Private Markets Week 2025SMEs

Family businesses are getting closer to private equity

According to representatives from investment companies, the relationship between family businesses and small and medium-sized enterprises on the one hand and private equity investors on the other has changed fundamentally.

Family businesses are getting closer to private equity

Shyness is a thing of the past: the willingness of family-owned businesses and medium-sized companies to work with private equity firms has increased noticeably in recent years. This observation was unanimously shared by the participants of the SME panel at the Börsen-Zeitung's Private Markets Week 2025. Timo Tauber, Managing Director of Viessmann Industries Holding, spoke in this context of a new openness among the younger generation of owners. For example, the Viessmann family entered into a strategic partnership with KKR to acquire the wind farm operator Encavis.

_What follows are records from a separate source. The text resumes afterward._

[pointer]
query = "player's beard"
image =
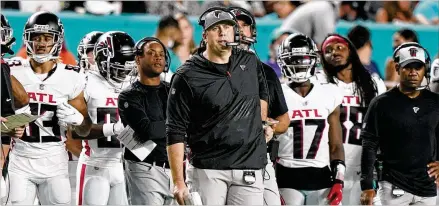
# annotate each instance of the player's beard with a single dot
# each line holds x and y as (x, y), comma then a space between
(150, 73)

Covid-19 as an accelerator

But even beyond prominent collaborations such as Viessmann and KKR, there is a fundamental rapprochement between SMEs and private equity, with the Covid-19 pandemic even acting as an accelerator. Tom Alzin, Spokesman of the Executive Board of Deutsche Beteiligungs AG (DBAG), sees the desire to diversify portfolios as the main reason for this. Many family-owned companies realised that their money was tied up in one asset and were therefore open to adjustments through transactions.

„New success stories“

From the perspective of investment companies, it is not only traditional SMEs that are attractive; there are also, as Alzin calls them, „new success stories“. As an example, he points to the tutoring chain Schülerhilfe, which now has 3,000 locations. Companies operating in niche sectors where precision and employee training play such an important role that the quality of the products and services justifies higher wage costs are of particular interest. In contrast, Viessmann Industries Holding representative Tauber pointed out that companies whose products and services are becoming „commodities“ and are therefore forced into a barely sustainable competition with large corporations on the basis of scale must ask themselves fundamental questions.

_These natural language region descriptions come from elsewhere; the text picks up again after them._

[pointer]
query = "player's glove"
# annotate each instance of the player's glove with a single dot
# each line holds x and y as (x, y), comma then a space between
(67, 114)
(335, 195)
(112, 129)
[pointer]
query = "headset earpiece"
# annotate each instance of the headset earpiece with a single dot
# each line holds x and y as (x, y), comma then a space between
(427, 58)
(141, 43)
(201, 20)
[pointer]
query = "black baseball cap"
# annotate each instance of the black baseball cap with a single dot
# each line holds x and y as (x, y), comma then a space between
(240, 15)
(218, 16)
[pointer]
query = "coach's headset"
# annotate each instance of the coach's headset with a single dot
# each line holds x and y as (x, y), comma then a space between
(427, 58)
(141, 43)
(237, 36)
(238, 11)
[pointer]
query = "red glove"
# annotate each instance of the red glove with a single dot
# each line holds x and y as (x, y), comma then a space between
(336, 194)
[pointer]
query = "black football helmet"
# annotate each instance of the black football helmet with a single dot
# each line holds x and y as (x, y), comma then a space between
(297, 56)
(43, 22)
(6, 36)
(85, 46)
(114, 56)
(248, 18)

Tauber drew attention to investments in technologies whose long-term demand base is intact and will therefore definitely be needed in the long term, such as cooling technology in times of climate change. If the long-term demand for a company's products and services is secure, the investment does not necessarily have to deliver a return from day one.

Staff expansion due to regulation

Prof. Gerd Merke, Head of Capital Investment at Euroroc, the European and International Natural Stone Industry Association, confirmed that, in his opinion, there are also enough attractive medium-sized companies in Germany. Small and medium-sized enterprises in this country remain competitive. However, he found it worrying that small and medium-sized enterprises had recently increased their administrative staff more than their production staff in order to cope with regulatory requirements. Furthermore, he said that the situation in France showed how difficult it was in Europe to implement necessary adjustments to pensions or labour costs.